Page 1 of 1

Frustrated User

Posted: Thu Dec 08, 2011 7:48 pm
by tipud
Hi
I am an occasional user of helium script i am still learning how to use the script.

I know HS can do what i want but i am still trying to understand the basics.

Please advise on the following :
1, If i want to scrape a site, the code / link for example is Wholesale Suppliers <a href="http://www.wholesalers4u.co.uk">Wholesale Suppliers</a> I want to extract the url (www.wholesalers4u.co.uk) sometimes this could be in among a paragraph of words which i do not want.

2, If the address is in a few lines - 1 title, 2 street, 3 City, 4 state, 5 Zip code, i want to extract this seperatly, when i select in HS it selects all the section only.

3, many of the sites i want to scrape have category => list => detail how do i do this ? i can get HS to go to list then detail and scrape but not when there is another layer.

Any help would be greatly appreciated.

Re: Frustrated User

Posted: Fri Dec 09, 2011 6:58 pm
by webmaster
Hi,
tipud wrote:1, If i want to scrape a site, the code / link for example is Wholesale Suppliers <a href="http://www.wholesalers4u.co.uk">Wholesale Suppliers</a> I want to extract the url (http://www.wholesalers4u.co.uk) sometimes this could be in among a paragraph of words which i do not want.
You should still be able to create a kind that selects only the link and then extract its Link property, which contains the target URL.
tipud wrote:2, If the address is in a few lines - 1 title, 2 street, 3 City, 4 state, 5 Zip code, i want to extract this seperatly, when i select in HS it selects all the section only.
This can be done with Text gatherers at Project -> Text Gatherers.
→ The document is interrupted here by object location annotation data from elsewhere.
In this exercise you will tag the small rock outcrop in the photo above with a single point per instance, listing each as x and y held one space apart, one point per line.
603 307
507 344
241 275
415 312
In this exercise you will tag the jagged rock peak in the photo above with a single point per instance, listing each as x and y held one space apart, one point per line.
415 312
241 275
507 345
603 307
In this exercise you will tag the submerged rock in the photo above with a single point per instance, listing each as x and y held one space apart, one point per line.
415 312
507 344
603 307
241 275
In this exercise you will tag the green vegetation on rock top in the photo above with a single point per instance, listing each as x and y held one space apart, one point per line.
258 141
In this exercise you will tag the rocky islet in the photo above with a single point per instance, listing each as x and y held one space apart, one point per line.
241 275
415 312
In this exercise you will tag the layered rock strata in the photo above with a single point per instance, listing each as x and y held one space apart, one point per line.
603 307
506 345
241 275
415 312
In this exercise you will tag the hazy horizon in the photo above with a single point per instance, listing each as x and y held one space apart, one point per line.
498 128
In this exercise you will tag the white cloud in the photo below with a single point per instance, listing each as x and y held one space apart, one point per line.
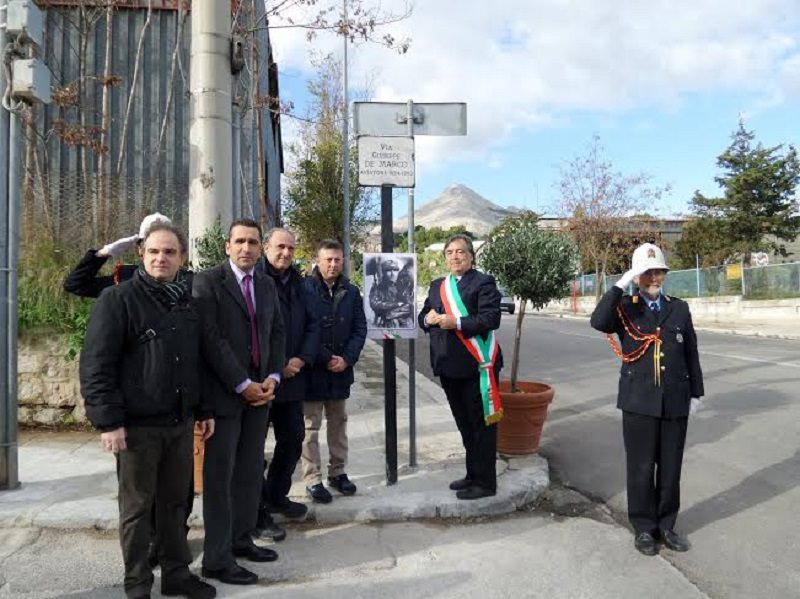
526 64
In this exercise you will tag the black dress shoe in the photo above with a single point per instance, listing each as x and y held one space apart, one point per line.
342 484
233 575
475 492
191 587
319 493
290 509
672 540
645 543
270 532
461 483
254 553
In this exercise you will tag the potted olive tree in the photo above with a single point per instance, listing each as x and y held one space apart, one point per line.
536 266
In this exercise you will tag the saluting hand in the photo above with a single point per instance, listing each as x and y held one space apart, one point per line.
118 248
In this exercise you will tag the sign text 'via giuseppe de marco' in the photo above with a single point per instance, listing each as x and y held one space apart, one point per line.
386 161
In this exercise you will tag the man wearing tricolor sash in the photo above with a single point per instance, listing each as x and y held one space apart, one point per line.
660 383
461 314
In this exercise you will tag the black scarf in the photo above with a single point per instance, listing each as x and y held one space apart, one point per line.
168 294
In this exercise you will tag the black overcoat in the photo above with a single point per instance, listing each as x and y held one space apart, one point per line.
681 376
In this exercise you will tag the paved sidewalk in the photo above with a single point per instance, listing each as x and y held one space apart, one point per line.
68 482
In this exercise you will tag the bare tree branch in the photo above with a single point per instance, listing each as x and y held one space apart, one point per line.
134 83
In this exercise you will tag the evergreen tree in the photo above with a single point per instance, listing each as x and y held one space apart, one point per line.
759 208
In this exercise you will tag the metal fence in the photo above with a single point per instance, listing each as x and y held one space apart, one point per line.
756 282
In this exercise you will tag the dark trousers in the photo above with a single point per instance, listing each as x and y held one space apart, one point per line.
155 467
288 427
480 440
232 474
653 455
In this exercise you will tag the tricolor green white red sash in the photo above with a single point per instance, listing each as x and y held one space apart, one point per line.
484 351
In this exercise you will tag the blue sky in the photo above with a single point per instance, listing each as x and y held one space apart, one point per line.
662 83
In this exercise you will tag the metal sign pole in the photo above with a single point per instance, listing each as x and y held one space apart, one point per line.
412 345
389 356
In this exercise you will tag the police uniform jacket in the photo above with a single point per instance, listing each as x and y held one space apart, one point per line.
681 376
449 357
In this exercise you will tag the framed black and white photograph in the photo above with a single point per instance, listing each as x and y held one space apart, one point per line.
390 284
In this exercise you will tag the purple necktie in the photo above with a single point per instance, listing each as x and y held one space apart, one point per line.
255 351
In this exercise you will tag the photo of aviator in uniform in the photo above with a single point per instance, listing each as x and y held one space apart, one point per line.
390 282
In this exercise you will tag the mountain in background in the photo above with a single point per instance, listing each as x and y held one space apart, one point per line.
457 205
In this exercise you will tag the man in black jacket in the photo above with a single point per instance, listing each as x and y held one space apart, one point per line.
83 280
455 365
139 380
660 383
247 314
286 411
343 331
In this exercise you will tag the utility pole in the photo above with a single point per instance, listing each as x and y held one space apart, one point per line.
21 30
210 145
9 477
346 150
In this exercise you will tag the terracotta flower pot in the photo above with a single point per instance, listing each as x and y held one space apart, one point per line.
524 413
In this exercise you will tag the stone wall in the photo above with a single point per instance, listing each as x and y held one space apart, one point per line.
48 392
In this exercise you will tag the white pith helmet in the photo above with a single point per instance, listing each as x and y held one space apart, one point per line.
149 221
646 257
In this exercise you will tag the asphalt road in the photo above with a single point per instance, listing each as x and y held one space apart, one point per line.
740 494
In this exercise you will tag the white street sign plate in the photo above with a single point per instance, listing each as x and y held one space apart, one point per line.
391 118
386 161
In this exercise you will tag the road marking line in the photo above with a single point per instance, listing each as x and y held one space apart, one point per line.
748 359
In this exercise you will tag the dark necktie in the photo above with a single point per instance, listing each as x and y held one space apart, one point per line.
255 350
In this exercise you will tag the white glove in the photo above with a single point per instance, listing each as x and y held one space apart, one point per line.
694 405
626 279
118 248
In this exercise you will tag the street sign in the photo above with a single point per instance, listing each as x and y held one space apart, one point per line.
386 161
391 118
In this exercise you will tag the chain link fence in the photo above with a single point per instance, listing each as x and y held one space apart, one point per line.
774 281
75 213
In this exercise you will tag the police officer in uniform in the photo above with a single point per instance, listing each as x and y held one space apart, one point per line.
660 385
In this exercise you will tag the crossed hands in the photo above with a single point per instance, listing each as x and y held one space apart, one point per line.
628 278
337 364
293 366
443 321
259 394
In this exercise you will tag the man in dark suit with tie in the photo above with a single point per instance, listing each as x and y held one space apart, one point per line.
248 317
660 385
451 330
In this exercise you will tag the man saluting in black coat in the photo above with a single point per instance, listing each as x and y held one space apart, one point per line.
461 313
660 383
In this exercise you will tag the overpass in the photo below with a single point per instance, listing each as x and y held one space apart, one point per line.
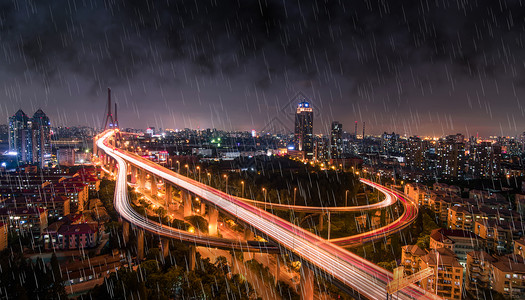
350 270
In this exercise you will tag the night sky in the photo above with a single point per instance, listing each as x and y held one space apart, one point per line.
423 67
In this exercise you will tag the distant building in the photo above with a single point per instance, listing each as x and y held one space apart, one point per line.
41 138
304 130
504 274
448 272
30 138
336 140
65 236
519 247
20 138
66 157
25 219
452 160
498 234
4 229
460 242
57 206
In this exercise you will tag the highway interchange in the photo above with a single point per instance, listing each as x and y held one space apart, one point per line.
349 269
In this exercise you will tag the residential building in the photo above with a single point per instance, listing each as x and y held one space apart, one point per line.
68 236
460 242
20 137
25 219
4 230
503 274
336 140
448 273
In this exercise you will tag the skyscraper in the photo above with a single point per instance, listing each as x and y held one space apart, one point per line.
336 140
41 137
20 139
304 129
30 138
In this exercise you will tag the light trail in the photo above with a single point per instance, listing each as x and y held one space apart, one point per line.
351 270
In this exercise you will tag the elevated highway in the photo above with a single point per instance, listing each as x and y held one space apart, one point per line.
348 269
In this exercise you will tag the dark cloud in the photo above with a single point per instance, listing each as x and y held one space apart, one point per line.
366 60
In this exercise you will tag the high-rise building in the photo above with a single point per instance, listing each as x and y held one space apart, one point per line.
321 149
336 140
20 138
41 137
66 156
451 156
30 138
416 153
304 130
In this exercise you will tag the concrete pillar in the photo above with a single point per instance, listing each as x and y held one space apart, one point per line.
154 188
142 179
133 178
213 216
140 244
277 269
165 244
248 234
168 193
192 257
186 202
203 208
125 231
306 284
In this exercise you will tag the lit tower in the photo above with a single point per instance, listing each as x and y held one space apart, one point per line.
304 129
336 140
41 137
110 122
20 140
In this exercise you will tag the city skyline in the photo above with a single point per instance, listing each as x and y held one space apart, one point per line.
417 71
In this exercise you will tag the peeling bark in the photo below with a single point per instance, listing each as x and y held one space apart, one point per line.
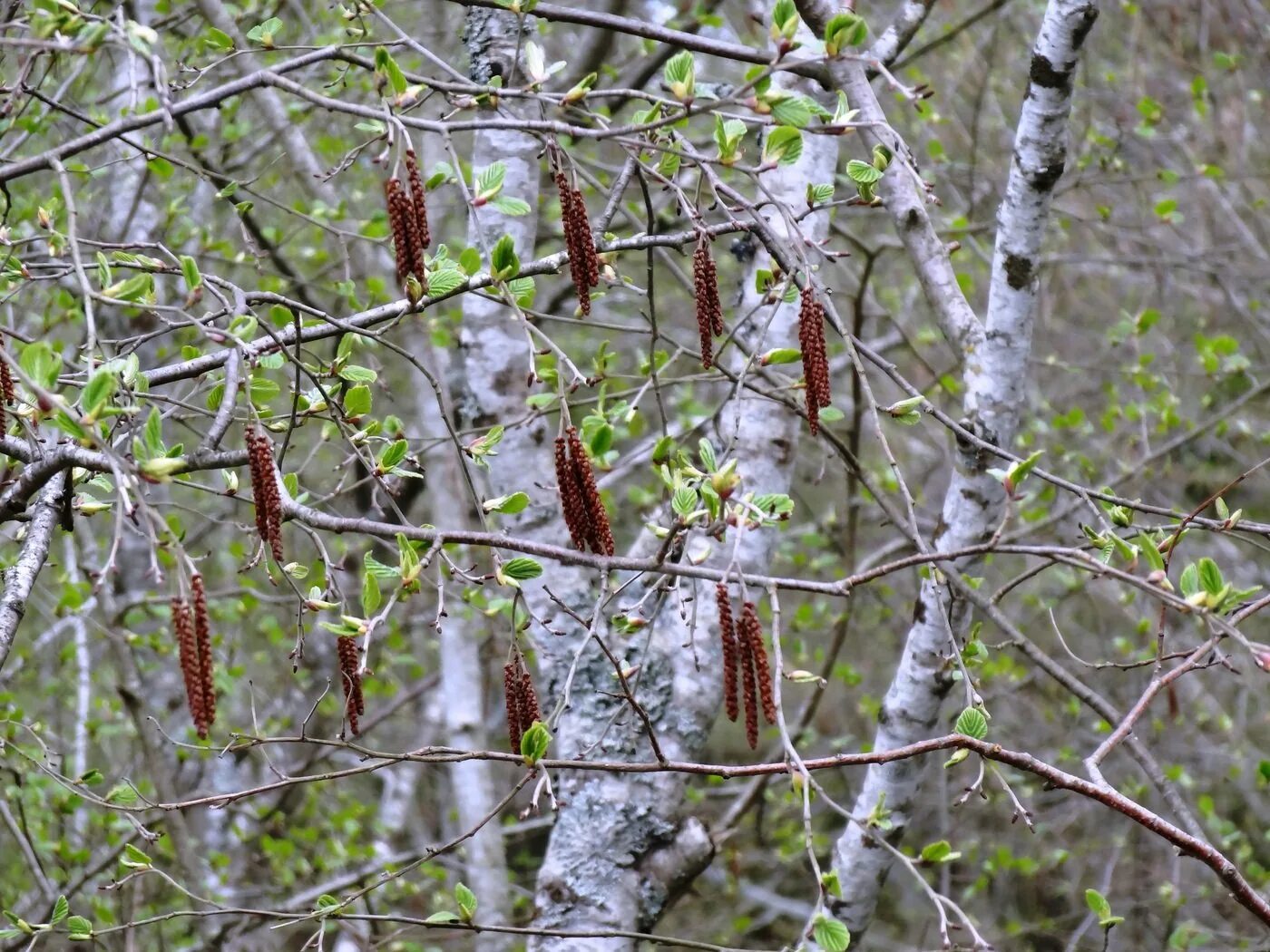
996 377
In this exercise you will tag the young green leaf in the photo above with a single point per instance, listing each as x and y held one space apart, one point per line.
972 724
831 935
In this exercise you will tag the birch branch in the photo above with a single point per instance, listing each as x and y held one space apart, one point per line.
19 580
996 376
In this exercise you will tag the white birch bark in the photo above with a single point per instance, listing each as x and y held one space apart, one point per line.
493 364
996 377
619 852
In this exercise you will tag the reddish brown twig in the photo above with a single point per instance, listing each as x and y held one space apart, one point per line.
816 362
600 535
264 491
752 632
418 200
730 659
351 676
705 283
583 260
203 644
190 670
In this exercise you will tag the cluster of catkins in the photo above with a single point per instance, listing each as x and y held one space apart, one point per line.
408 218
523 700
580 498
8 393
351 676
264 491
745 659
816 362
707 289
194 643
583 260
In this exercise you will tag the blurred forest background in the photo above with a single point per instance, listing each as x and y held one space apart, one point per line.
183 254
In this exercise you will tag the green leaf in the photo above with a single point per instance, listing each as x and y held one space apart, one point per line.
791 111
939 852
97 393
1151 551
863 173
391 456
681 75
355 374
510 206
831 935
1210 577
80 928
972 724
266 32
1190 580
466 900
190 270
819 194
387 72
728 136
371 596
844 29
523 568
781 355
447 279
1099 905
218 38
683 501
122 793
783 146
489 181
135 859
357 400
469 262
535 743
508 505
41 364
503 262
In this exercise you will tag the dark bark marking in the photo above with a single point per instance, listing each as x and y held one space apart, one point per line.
1044 73
1082 29
1019 270
1045 178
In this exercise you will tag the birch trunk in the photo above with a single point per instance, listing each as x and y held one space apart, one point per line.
619 853
996 377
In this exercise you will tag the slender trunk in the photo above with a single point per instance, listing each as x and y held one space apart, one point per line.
996 387
619 853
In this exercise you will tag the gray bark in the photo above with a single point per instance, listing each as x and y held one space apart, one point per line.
996 377
619 852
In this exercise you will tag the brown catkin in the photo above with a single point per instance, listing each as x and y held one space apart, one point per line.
187 644
203 643
583 263
600 532
418 199
705 282
571 498
749 689
586 238
512 698
8 393
349 659
816 362
530 710
730 660
752 631
405 234
264 491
Here is some more info on how to use them.
tipud wrote:3, many of the sites i want to scrape have category => list => detail how do i do this ? i can get HS to go to list then detail and scrape but not when there is another layer.
You can go deep down as many levels as you need by putting one Navigate Each action as a child of another. I'm not sure what you mean by having another layer. Perhaps a URL will help me figure it out.